The Second World War was still in full swing. But three German soldiers stationed in Paris were already fed up with the violence of war and met secretly in a bistro in 1944. There, they hatched plans to restart German motor racing as soon as the fighting had died down. As a result, Ernst Loof, Georg Meier and Lorenz Dietrich - all three passionate motorsport enthusiasts with a fast beating BMW heart - began building a racing car as early as 1946. For lack of parts, they used the components of a pre-war six-cylinder BMW 328, unbeatable on the racetracks at the time. A year later, when Mercedes-Benz was still licking its wounds and Porsche had yet to be established as a brand, the racing driver Karl Kling drove the first Veritas RS, christened the RS, to victory on the Hockenheimring.

That was the start of the short-lived existence of Germany's first post-war motorsport brand, which only lasted until 1953. It was a case of trial and error, a chronic lack of money but unbroken enthusiasm.
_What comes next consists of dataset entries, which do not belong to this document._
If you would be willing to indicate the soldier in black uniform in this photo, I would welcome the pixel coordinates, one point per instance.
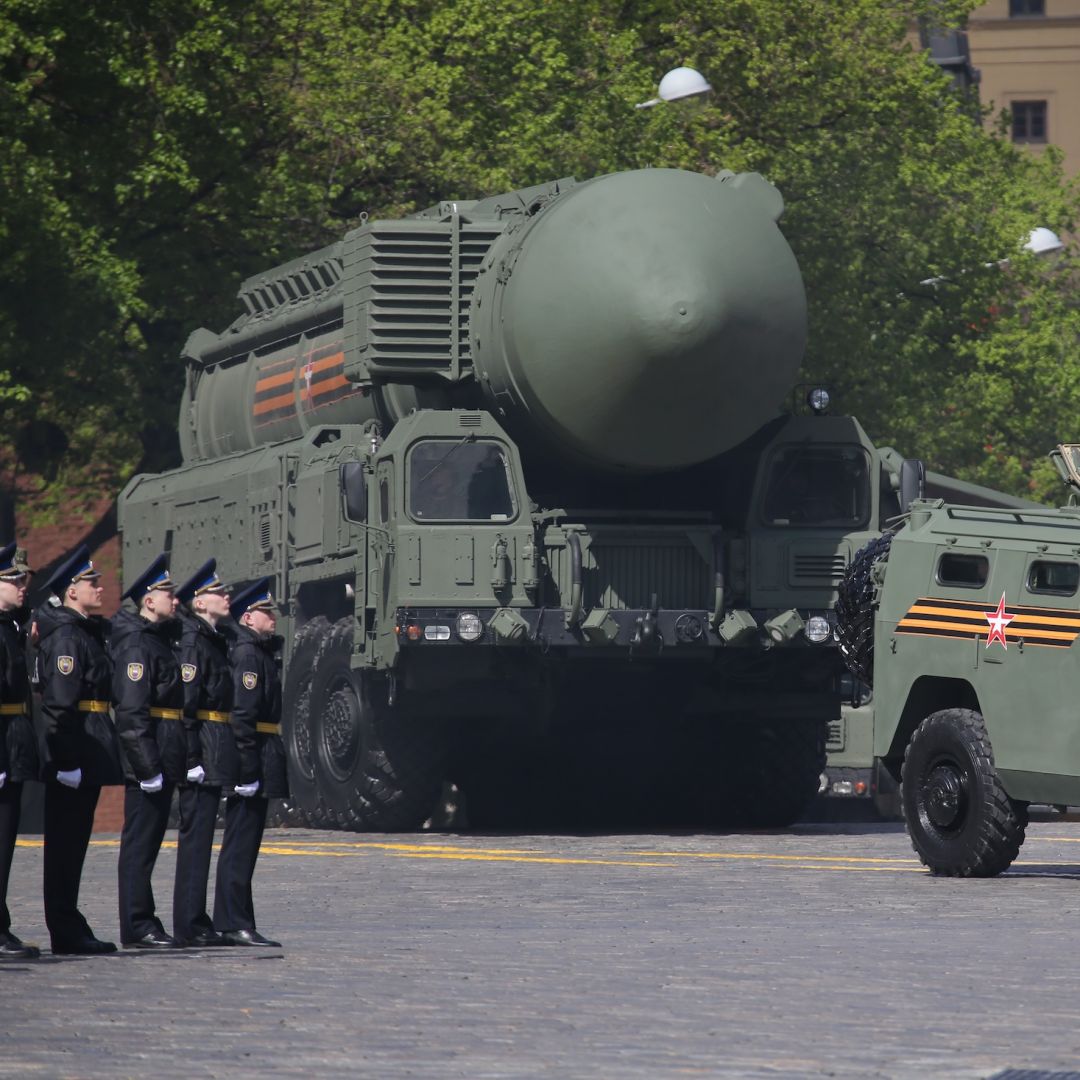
(260, 761)
(207, 703)
(149, 710)
(18, 752)
(81, 750)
Even after BMW banned the trio from using the brand name, they developed models that set the stage for Germany's later motorsport hegemony. It was not a business success, so the few dozen Veritas models built for daily use were rarities from the start. However, with illustrious names such as Meteor, Comet, Saturn, Scorpion or Nürburgring, and decorated with experimental bodywork by famous German coachbuilders such as Authenried, Baur or Spohn Ravensburg, they determined the first successes of the burgeoning economic miracle. The trio even produced their own six-cylinder two-litre engine built by Heinkel.
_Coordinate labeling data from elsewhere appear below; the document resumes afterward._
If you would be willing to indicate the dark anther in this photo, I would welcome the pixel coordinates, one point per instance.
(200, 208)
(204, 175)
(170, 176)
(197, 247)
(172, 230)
When the initial racing successes faded despite talented German drivers such as Karl Kling, Wolfgang Seidel, Alfred Brudes and Auto, Motor & Sport founder Paul Pietch, the end of Veritas was in sight.  An annual production of only a few cars did not offer any future. An attempt to offer light and affordable sports models based on the 850 cc two-cylinder Panhard Dyna also failed. Sales of these were reported to be just 184 units. After Meier and Dietrich left the business, Ernst Loof tried again on his own, at a new location at the Nürburgring. But in the last Veritas models created there, he even fitted civilian Opel or Ford engines in 1953 - a sad awakening from a sports car dream.